The necessity of explicit structural information in BO is context-dependent: sequence-only models augmented with pLM soft constraints can match structure-based performance, particularly for affinity and late-stage optimization, while structure-based surrogates offer early data efficiency for stability (Ober et al., 29 Sep 2025).
Generative-model–driven BO accelerates optimization by leveraging evolutionary priors and active conditioning on empirical data, with practical advantages for therapeutic antibody discovery (Amin et al., 10 Dec 2024).
Hierarchical and multi-objective frameworks (PropertyDAG, AlignAb) enhance practical design by embedding experimental, biological, and physical dependencies.
The integration of probabilistic generative models, retrieval-augmented inversion, and GFlowNet-diffusion hybrids continues to expand capabilities in sequence-structure co-optimization and property-directed antibody engineering.

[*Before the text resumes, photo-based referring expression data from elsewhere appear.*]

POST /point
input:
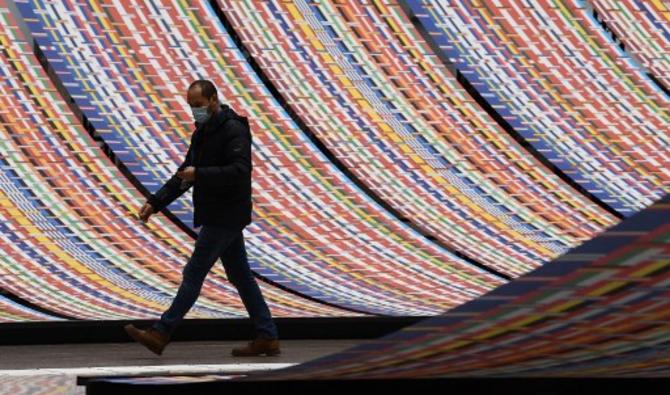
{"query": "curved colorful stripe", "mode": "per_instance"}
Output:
(378, 101)
(600, 310)
(550, 72)
(313, 231)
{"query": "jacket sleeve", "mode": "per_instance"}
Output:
(173, 188)
(238, 150)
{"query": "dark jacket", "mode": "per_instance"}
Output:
(220, 150)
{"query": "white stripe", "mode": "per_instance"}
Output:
(147, 370)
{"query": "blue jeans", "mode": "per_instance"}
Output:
(216, 242)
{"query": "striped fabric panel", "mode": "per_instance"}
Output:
(360, 77)
(553, 73)
(314, 231)
(69, 240)
(600, 310)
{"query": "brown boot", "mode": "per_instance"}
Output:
(257, 347)
(150, 338)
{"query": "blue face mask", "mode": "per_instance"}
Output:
(200, 114)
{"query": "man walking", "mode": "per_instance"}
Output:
(218, 166)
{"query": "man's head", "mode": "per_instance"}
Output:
(203, 99)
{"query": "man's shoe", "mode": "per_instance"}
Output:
(150, 338)
(257, 347)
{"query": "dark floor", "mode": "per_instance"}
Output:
(27, 369)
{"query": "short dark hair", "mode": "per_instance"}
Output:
(207, 88)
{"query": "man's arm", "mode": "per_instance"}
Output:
(236, 172)
(173, 188)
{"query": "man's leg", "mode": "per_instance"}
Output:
(239, 274)
(212, 240)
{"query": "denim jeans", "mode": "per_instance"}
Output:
(216, 242)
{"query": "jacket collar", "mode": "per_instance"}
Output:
(215, 120)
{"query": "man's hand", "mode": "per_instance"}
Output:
(145, 212)
(188, 174)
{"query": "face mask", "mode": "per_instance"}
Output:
(200, 114)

Open questions remain regarding the optimal fusion of sequence and structure representations, the calibration of acquisition functions under uncertainty, and the in vitro transferability of surrogate-guided rankings.

Antibody Bayesian optimization thus encompasses a rich field of methods, blending kernel-based surrogates, deep generative models, multi-objective heuristics, and evolutionary priors, with empirical advances driving improvements in sample efficiency, property prediction, and practical deployability. The convergence of classical Bayesian algorithms with modern machine learning architectures defines the current frontier in antibody engineering.